Problemas diafragmáticos: O diafragma como poucos sabem não está somente localizado na região tóraco-lombar, ele se estende até a região cervical, a inserção distal localiza-se nas últimas 3 costelas, processo xifóide, e vértebras lombares até a L3, mas a inserção proximal começa pelo ligamento cardiofrênico, passa pelo mediastino e termina a sua inserção até as vértebras cervicais baixas e torácica alta.
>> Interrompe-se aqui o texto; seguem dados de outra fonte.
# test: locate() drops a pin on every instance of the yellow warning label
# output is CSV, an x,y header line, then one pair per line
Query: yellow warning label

Por isso ele pode causar disfunções cervicais e repercutir dores no membro superior.
Outro fator é a proximidade do diafragma com as vísceras digestivas altas que como foi dito anteriormente (vide problemas digestivos), podem causar dores no ombro. O diafragma serve como ponto fixo de inserção do fígado pelos ligamentos coronários e triangulares e o pilar direito faz um arco e circunda o esfíncter gastroesofágico.
Tipos de dor: Dor com ou sem limitação articular, piora com exercícios, e pode vir associado a dores lombares em faixa. Os problemas digestivos podem estar associados a sintomas digestivos (azia, dores abdominais, gastrites, enjôos, má digestão e refluxo).

Cicatrizes: As cicatrizes principalmente localizados na região peitoral (próteses, pulomar, ortopédico, ..), axilar (prótese mamária, hiperhidrose, ortopédicas,...) e cervical (ortopédicos, tireóide,...), podem causar enrijecimento dos tecidos profundos, alterando a vascularização e mobilidade, causando dores no ombro decorrente a problemas de tensões musculares, hipersensibilidade neurológica, dentre outras.
Tipos de dor: Dores com limitações articulares, associados sintomas de tensão muscular, neurológico e fascial (sensação de estiramento da pele).